Hunt down trackers your tag manager forgot about

A real browser, real network interception, and a full set of fingerprinting API hooks. We catch the trackers everyone catches — and the ones nobody else does.

The fingerprinting that hides in plain sight

Privacy laws are catching up to fingerprinting. Cookie-style consent banners don't help, because fingerprinting doesn't write a cookie — it reads stable browser characteristics to identify you. Most scanners can't see this. We inject a small init script before any of your page's JavaScript runs. It wraps the four APIs most commonly used for fingerprinting and counts every call. If your site loads a third-party script that probes the canvas to derive a hardware-specific image hash, we'll see exactly which script and how many times. This is how The Markup's Blacklight project works, and it's the only reliable way to detect fingerprinting from outside the running script.

Network interception, done right

We listen to every outbound request from page load through 4 seconds of scrolling, so trackers triggered by lazy-loaded content (the ones that fire when the user reaches a chat widget or product card) aren't missed. First-party vs third-party is determined by registrable domain comparison — a request to cdn.example.com from example.com is correctly first-party, whereas px.facebook.com is third-party even if loaded from a same-name subresource. Each request is recorded with its category, owner organization, and known-tracker name where applicable.

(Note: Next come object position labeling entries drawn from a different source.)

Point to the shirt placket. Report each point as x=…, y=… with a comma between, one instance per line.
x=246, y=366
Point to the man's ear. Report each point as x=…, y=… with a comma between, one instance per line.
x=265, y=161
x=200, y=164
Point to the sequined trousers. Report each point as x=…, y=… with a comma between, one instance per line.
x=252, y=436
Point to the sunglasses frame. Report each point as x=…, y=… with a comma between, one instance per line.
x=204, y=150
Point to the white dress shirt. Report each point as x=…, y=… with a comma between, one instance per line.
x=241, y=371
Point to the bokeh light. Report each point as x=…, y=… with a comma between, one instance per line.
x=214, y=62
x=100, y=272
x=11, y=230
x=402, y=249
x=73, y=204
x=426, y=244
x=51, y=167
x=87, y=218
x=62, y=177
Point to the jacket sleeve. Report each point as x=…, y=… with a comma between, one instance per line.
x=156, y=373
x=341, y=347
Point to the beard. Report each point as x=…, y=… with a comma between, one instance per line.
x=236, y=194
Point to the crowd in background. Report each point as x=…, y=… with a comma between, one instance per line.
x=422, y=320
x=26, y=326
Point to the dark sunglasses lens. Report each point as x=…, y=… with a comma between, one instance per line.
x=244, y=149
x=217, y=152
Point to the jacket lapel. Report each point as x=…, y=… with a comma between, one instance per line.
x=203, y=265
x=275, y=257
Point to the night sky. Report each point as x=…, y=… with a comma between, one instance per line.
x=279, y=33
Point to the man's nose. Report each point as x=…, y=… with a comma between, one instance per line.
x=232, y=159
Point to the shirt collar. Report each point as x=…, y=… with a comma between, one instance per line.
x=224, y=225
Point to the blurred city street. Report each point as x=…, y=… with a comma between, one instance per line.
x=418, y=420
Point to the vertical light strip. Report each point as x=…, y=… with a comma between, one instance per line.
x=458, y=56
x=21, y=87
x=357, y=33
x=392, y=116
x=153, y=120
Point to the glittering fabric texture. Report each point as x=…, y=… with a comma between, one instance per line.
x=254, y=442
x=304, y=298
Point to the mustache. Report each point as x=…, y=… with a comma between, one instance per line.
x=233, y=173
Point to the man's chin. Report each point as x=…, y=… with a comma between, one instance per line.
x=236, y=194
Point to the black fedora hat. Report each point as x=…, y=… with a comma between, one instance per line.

Why classify? Because counting matters less than naming

Telling a customer "your site loads 47 third-party requests" is a number without action. Telling them "your site loads Hotjar (session replay), Mixpanel (analytics), and Meta Pixel (advertising) before consent" is a punch list. Every known tracker comes with the owning organization so your privacy team has the right vendor to negotiate with.

Eksempler på findings

serious

Canvas fingerprinting detekteret

Et script indlæst fra cdn.fingerprintjs.com kaldte HTMLCanvasElement.prototype.toDataURL() 3 gange under page load. Kombineret med WebGL og audio-context reads fra samme script er det i tråd med deterministisk browser fingerprinting og bør offentliggøres i din privacy policy og gated bag eksplicit samtykke.

API           : canvas.toDataURL
Called by     : https://cdn.fingerprintjs.com/v3/iife.min.js
Call count    : 3
Co-occurs with: webgl.getParameter, audioContext, navigator.plugins
critical

Session-replay tool indlæst før samtykke

Hotjar (hotjar.com/c/hotjar-XXXXX.js) blev indlæst og initialiseret før brugeren interagerede med samtykkebanneren. Session replay optager musebevægelser, klik, scrolls og form input — EDPB har været eksplicit om, at dette er special-category processing under GDPR og kræver opt-in samtykke, ikke legitimate interest.

Tracker  : Hotjar (session replay)
Owner    : Contentsquare
Loaded   : t=0.4s (before banner mount)
Category : session-replay (high-risk)

Fix: udsæt hotjar.com-requests, indtil brugeren tilvælger "analytics" eller "functional"-kategorien i din CMP.
moderate

WebGL fingerprinting probe

Et first-party bundle læser WebGLRenderingContext.getParameter() med extensionen UNMASKED_RENDERER_WEBGL — som eksponerer brugerens GPU-model. Der er ingen render-use-case for den streng i din app; det er et fingerprinting-signal, der bør offentliggøres eller fjernes.

API        : WebGLRenderingContext.getParameter
Parameter  : UNMASKED_RENDERER_WEBGL (37446)
Called by  : /static/js/main.4f8a2c.js (first-party bundle)
Call count : 1

Det eksponerer GPU renderer-strengen (fx "ANGLE (Apple, Apple M2 Pro, OpenGL 4.1)").